Consistent with the Documentation Principles, the Lenders will be permitted to sell participations in the Loan and commitments without restriction (provided that no participation may be sold to any Disqualified Institution).  Voting rights of participants will be limited to matters in respect of (a) any increase in commitments of such participant, (b) any reduction of principal, interest (but not default interest) or fees payable to such participant, (c) any extension of final maturity or scheduled amortization of the Loan or commitments in which such participant participates and (d) any release of all or substantially all of the Collateral or the value of the guarantees provided by the Guarantors taken as a whole (other than in connection with permitted asset sales).

	Amendments and Waivers:
	Amendments and waivers of the provisions of the Loan Documents will require the approval of the Required Lenders.
“Required Lenders” shall mean Lenders holding commitments and/or outstandings (as appropriate) representing more than 50% of the aggregate commitments and outstandings under the Term Loan Facility.

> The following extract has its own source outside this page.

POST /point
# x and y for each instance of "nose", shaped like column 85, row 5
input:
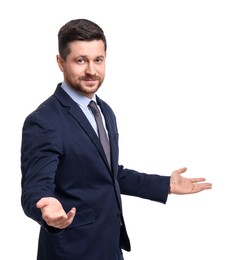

Notwithstanding the foregoing, (a) the consent of each Lender directly affected thereby will be required with respect to (i) any increase in commitment amounts, (ii) any reduction of principal, interest (other than default interest) or fees, (iii) any extension of scheduled payments of the Loan (including at final maturity) or times for payment of interest (other than default interest) or fees, and (iv) any modification to the pro rata sharing or payment provisions, assignment provisions or the voting percentages; and (b) the consent of all of the Lenders will be required with respect to any release of all or substantially all of the Collateral or the value of the guarantees provided by the Guarantors taken as a whole.